2. Marie Perez, a 53-year-old patient, is day 1 after a gastric bypass. She complains of shortness of breath; her respiratory rate is 30 breaths/min, heart rate is 110 bpm, pulse oximetry 89% on room air, temperature is 100°F, and her blood pressure is 90/50 mm Hg. She complains of feeling anxious and having stabbing chest pain which gets worse with inspiration. She complains that she feels like she is going to pass out or possibly die.

(Learning Objective 7)

a.  What could possibly be going on with the patient and what measures should the nurse provide immediately?

  1. What risk factors does the patient have for a pulmonary embolus?
  2. What measures are appropriate to manage a pulmonary embolism?
  3. What measures are appropriate to help the patient in this case study prevent the reoccurrence of a pulmonary embolism?

Case Study, Chapter 29, Management of Patients With Complications From Heart Disease

1. George Brown, 72 years of age, is a male patient who is admitted with the diagnosis of acute pulmonary edema secondary to acute left ventricular heart failure. The patient has a history of coronary artery disease that has been treated medically. The patient is anxious, pale, cold, clammy, and dyspneic. The vital signs are: blood pressure 88/50 mm Hg, heart rate 110 bpm, respiratory rate 32 breaths/min, and temperature 97°F. There are bubbling crackles and wheezing throughout the lung fields and the patient is raising frothy blood-tinged clear sputum. The patient’s admission weight is 100 kg. 

a.  What first actions should the nurse take and what are the rationales for these actions?

The physician ordered furosemide (Lasix) 40 mg IVP STAT. 

  1. What are the actions of furosemide that will help the patient? 
  2. What nursing actions should be implemented when administering a diuretic?
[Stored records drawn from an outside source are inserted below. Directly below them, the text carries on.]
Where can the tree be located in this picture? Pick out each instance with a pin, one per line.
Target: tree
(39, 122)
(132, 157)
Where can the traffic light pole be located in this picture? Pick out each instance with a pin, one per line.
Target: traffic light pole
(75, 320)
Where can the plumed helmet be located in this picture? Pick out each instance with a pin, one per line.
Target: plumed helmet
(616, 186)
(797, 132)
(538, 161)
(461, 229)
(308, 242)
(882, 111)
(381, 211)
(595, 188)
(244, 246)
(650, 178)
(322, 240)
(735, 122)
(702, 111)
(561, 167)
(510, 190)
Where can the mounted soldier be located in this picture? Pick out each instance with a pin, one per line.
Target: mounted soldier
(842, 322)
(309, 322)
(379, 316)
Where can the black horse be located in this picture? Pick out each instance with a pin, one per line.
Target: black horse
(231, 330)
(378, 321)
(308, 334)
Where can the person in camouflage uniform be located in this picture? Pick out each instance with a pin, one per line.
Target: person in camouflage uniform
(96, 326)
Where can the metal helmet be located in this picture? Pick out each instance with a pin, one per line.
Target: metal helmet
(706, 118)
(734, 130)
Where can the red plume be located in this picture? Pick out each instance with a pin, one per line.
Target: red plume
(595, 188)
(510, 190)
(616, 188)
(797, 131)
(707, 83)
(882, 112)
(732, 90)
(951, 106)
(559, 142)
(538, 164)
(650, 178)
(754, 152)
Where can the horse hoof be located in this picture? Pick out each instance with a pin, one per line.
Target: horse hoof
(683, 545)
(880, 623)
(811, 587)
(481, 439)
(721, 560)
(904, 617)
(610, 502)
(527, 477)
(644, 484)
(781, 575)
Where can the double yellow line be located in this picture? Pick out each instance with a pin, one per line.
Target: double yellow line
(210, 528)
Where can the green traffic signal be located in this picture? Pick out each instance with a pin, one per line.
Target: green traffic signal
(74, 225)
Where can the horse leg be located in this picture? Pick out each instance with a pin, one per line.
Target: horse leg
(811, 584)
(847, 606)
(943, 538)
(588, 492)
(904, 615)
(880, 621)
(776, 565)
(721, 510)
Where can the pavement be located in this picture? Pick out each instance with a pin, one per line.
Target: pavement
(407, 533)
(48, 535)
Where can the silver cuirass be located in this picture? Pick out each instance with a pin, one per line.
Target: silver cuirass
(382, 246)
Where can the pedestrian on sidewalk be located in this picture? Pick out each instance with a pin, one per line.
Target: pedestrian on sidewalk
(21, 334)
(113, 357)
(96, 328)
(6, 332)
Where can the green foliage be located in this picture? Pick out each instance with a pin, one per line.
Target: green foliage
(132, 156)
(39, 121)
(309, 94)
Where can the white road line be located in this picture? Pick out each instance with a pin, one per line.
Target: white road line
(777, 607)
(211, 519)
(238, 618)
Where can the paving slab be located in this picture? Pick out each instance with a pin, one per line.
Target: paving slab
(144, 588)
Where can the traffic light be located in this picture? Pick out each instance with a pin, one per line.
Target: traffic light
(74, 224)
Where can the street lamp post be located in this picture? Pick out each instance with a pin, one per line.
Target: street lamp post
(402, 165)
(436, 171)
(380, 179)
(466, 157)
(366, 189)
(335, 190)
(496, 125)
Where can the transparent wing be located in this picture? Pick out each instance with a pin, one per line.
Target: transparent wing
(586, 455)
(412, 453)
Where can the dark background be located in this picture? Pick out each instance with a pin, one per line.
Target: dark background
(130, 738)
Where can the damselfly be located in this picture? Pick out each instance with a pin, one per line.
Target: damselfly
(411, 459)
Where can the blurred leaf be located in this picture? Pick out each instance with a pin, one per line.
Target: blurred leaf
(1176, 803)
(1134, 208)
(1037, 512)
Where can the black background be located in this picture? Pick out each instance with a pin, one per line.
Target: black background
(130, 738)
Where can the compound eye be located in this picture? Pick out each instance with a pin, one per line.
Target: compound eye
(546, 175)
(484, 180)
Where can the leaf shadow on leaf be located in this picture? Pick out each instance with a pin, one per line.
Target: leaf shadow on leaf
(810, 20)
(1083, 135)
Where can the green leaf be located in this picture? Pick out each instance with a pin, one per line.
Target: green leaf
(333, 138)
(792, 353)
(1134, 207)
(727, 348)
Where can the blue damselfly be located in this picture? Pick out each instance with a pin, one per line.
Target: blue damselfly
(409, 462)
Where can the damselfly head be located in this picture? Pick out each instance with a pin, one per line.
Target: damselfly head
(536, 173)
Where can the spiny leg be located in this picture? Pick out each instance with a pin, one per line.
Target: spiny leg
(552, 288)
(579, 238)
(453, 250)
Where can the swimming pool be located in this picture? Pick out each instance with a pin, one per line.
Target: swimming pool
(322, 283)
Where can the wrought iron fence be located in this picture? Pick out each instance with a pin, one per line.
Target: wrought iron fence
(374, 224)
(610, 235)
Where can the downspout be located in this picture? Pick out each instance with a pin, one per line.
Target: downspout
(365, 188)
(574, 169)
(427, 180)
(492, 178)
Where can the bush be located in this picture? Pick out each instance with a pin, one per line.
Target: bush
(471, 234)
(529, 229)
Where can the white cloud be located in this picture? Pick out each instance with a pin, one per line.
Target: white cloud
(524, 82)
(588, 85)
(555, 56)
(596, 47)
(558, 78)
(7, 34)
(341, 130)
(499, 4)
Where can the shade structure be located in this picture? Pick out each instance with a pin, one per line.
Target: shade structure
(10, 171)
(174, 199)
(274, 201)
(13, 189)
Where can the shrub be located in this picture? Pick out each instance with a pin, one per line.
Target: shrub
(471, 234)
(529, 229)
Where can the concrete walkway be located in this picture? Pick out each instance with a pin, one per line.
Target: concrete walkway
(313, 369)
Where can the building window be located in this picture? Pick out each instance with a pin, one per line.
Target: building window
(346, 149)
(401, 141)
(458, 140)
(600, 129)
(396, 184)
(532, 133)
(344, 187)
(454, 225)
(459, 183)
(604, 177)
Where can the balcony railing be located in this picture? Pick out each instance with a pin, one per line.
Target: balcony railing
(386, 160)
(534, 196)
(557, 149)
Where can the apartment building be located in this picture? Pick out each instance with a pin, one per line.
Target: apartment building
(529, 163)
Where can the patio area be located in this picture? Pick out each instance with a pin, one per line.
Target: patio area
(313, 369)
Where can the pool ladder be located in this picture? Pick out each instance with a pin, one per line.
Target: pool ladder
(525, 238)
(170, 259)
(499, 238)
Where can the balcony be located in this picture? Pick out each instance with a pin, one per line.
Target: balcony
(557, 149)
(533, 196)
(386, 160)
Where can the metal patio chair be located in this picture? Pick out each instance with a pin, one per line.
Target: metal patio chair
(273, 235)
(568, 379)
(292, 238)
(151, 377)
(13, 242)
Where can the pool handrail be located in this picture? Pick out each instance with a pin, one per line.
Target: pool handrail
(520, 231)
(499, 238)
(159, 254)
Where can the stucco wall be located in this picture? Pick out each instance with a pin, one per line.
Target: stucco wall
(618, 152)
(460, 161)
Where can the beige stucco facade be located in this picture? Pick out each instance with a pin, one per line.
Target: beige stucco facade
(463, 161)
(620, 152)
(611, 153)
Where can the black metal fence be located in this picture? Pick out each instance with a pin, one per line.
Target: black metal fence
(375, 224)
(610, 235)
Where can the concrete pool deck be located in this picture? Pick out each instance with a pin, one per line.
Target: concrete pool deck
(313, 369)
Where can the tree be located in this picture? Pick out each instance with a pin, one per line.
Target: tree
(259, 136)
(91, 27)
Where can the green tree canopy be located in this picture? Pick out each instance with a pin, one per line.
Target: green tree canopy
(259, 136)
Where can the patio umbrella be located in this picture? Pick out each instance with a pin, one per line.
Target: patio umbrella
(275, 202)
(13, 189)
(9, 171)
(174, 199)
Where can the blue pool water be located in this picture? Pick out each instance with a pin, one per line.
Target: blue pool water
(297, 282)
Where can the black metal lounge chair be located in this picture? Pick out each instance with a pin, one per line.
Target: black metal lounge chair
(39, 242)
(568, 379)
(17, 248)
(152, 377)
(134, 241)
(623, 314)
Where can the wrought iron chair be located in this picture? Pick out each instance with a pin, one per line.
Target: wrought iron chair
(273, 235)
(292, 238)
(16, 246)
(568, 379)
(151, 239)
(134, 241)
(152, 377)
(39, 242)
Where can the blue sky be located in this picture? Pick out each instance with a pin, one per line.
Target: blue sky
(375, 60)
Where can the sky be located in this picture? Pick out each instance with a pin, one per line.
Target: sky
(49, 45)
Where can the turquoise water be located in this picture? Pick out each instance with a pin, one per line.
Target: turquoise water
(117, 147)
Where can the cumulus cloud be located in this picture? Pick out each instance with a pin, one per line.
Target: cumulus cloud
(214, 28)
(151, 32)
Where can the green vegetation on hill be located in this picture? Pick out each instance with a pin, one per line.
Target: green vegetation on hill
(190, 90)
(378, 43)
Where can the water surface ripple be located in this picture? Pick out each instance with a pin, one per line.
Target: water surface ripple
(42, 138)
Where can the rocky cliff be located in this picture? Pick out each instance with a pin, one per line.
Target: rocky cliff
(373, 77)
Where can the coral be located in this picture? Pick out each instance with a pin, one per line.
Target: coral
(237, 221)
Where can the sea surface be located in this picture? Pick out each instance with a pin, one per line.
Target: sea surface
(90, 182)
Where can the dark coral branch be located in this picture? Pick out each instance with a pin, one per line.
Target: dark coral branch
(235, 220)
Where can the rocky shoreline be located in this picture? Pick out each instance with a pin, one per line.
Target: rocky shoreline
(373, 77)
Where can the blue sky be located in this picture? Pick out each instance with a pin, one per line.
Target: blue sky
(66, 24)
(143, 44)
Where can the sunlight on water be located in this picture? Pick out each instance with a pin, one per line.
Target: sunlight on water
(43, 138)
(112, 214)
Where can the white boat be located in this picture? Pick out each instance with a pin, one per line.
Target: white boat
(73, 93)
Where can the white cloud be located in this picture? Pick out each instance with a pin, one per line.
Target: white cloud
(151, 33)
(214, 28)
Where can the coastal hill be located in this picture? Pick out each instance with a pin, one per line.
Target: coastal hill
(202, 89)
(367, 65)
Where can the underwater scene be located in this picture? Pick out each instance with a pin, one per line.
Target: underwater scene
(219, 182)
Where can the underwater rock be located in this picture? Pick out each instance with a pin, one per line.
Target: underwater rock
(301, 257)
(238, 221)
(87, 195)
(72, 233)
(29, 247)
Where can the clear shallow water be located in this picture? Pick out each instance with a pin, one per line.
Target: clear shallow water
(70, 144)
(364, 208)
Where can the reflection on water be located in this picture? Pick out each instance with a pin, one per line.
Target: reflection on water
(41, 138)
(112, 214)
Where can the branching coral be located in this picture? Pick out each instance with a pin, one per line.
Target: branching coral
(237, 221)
2. Carl Edwards is a 75-year-old man with congestive heart failure. Having sustained three myocardial infarctions in the last 10 years, he has decreased left ventricular function. Mr. Edwards takes Digoxin, Capoten, Coreg, and Lasix for management of this disease. Today he presents to the emergency department with fatigue, generalized weakness, and feelings of “skipping” heartbeats. Upon arrival, he is placed on the cardiac monitor, his vital signs are assessed, and an IV is inserted. He currently denies chest pain, but is experiencing some shortness of breath, and is placed on 2 L of oxygen via nasal cannula. 

a.  Which of his medications might be contributing to his symptoms of generalized weakness and heart irregularities?

  1.  For what clinical manifestations should you assess to correlate to his left-sided heart failure?
  2. How do his medications treat his congestive heart failure?
  3. How does the hypokalemia affect the effects of Digitalis?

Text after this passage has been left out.